I think I just said a nasty. “…many of us think these last two and a half weeks can’t go by soon enough…” is what I said. I should know better. We shouldn’t be wishing our life away, especially when we reach my end of it. Life is already too short so I’ll amend that statement. As we approach spring’s arrival now in just a little more than two weeks, we’ll be especially happy with looking forward to thinking how cold those forties will be next fall. Wow! What a line of crap that is!

Are you beginning to get the idea I don’t have very much to say this morning? You’d be right. I should be continuing my discussion on my feelings on the state of the economy, spending packages, and budgets. But everything is happening so fast and the amount of money is simply so vast that it’s difficult to get a grasp on it. I could focus on just one or two items each day, but I just might tire of all that over the next four years because that’s how long it would take.

I suspect anyone who reads my rambles with any consistency at all knows already how I feel. I do remember President Obama saying he was against earmarking funds for pet projects when he was a candidate. He seems to have forgotten that as the spending bill he promoted to get our economy going again, the spending supplemental budget passed by Congress with his approval, and his own projected budget for the coming two years are all heavily laden with earmarks.

The term earmark is a polite way of saying pork. Nearly every senator in both parties loves those funds for their pet projects. After all, it’s how they get re-elected. So much for President Obama’s promised “change” in Washington.

For anyone interested in where that money is going, there are news articles in today’s Press Herald, the Washington Post, Washington Times, Wall Street Journal, New York Times, Boston Herald, and many, many others. Some are even critical of the spending proposals. If you don’t have them bookmarked, there’s always Google.

There are a couple of other items in today’s news worth mentioning. Channel Six has a story on today about the appearance of favoritism or preferential treatment of the release of a jail prisoner yesterday. It seems the former Deering High School coach who pled guilty to supplying alcohol to his team after winning a championship last year was released from jail yesterday after serving his time. The story says he was driven in a cruiser away from the waiting news media to an awaiting family member at the entrance of the jail complex. The county sheriff says it’s under investigation as it appears to have violated jail rules.

The Press Herald today has a story about the crashing of car sales. Auto dealers are feeling the pinch as sales plummet due to the unstable economy. Some people apparently are saying that they won’t buy a new car when its future is in doubt. The dealers say they will honor warranties even if the car is discontinued but that parts might be hard to come by. I’d guess if the auto manufacturers cut way back, finding dealers might be difficult, too.

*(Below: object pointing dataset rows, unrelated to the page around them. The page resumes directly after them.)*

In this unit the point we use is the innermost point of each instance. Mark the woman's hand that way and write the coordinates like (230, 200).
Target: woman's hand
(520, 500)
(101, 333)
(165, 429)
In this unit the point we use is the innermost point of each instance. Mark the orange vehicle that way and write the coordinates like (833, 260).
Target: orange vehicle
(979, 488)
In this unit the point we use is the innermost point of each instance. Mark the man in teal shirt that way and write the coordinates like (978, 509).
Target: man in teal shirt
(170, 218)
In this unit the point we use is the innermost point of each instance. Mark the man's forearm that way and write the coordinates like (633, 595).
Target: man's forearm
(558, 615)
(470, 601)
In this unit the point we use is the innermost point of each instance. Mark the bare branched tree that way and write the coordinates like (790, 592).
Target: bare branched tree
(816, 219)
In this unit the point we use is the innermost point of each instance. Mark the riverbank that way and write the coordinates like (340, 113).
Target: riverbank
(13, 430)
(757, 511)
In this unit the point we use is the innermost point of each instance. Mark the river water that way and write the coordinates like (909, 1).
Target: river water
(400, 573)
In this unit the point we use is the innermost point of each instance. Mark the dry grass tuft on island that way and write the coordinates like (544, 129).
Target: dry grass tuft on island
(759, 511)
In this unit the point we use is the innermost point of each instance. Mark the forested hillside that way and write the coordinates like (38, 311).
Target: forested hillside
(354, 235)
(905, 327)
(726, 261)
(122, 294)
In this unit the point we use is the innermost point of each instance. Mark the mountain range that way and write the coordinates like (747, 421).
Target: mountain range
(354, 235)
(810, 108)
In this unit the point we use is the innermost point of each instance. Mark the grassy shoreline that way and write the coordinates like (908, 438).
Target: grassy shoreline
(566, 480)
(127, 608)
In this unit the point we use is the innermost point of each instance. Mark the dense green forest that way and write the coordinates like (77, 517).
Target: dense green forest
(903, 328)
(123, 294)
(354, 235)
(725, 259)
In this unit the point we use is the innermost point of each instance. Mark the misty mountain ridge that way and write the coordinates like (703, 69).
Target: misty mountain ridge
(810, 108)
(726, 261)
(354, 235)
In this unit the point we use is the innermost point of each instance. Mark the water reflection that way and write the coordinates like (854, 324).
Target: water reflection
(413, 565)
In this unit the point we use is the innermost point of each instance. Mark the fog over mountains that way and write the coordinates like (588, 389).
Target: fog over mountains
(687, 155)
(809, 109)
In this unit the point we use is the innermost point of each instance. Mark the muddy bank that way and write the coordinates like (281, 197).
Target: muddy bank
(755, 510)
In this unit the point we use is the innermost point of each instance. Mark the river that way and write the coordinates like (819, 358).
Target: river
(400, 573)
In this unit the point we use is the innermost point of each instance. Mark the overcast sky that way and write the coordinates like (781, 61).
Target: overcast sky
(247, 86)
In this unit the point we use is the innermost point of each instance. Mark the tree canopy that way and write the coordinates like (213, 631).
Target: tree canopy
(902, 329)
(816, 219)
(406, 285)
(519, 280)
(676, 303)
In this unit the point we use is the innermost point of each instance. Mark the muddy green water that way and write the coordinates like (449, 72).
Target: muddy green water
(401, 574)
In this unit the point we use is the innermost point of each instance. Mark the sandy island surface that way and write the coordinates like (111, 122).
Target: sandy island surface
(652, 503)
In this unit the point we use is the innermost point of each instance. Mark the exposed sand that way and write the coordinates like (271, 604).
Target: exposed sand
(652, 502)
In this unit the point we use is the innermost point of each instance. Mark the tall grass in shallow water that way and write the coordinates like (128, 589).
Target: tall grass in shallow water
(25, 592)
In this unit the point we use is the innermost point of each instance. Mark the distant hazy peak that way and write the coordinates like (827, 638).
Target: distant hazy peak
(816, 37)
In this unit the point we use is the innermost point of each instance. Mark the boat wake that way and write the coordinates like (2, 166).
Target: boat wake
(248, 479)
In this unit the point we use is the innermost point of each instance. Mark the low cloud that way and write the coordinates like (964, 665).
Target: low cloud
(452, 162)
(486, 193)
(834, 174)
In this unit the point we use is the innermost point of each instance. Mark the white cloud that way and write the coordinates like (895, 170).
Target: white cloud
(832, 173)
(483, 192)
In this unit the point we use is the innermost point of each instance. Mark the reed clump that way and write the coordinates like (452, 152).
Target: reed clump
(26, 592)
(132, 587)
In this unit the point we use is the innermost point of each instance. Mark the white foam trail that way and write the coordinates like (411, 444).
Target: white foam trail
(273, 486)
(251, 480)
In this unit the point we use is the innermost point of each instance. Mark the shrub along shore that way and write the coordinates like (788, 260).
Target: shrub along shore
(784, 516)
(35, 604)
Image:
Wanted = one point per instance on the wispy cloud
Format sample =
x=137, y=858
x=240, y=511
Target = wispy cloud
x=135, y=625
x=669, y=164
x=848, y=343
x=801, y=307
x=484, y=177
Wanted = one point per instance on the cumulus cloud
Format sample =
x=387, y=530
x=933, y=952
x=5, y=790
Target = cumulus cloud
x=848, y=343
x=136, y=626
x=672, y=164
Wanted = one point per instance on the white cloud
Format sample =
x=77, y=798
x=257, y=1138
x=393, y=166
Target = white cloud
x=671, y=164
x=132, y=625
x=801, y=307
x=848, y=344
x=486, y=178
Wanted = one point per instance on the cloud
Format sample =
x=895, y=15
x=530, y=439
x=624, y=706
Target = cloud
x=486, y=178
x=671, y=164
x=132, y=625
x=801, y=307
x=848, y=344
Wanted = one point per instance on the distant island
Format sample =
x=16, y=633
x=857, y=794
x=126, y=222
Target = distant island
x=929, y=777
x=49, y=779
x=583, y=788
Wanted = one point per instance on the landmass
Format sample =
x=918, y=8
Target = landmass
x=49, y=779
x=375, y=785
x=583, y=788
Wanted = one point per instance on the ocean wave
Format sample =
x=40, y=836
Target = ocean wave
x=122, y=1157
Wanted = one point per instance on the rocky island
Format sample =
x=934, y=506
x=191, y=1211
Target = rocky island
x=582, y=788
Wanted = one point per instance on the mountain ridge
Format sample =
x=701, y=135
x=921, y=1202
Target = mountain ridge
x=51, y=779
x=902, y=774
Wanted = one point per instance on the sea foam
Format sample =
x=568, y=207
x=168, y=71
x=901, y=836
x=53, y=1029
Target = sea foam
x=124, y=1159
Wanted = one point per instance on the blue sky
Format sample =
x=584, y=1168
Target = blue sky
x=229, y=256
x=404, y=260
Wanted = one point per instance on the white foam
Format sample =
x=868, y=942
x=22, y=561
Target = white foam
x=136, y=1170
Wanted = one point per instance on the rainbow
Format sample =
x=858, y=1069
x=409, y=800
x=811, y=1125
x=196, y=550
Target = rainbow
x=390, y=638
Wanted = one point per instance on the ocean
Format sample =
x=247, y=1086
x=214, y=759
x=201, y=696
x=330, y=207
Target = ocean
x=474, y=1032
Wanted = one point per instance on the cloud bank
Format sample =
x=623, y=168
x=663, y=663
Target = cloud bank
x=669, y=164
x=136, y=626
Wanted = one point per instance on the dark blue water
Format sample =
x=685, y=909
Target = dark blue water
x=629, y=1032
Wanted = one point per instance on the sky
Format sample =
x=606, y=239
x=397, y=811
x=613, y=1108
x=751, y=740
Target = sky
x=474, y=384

Oh, one final note: President Obama tells us this might be a good time to buy stocks and bonds. If the economy recovers, he says they’ll be worth more than you’d pay today. It might take a long time, though. Some of us would find it helpful just to recover what we’ve already lost. My investments have lost about 40% so far which means my retirement income is dropping. At my age, I doubt I’ll ever see that recovery the President mentions.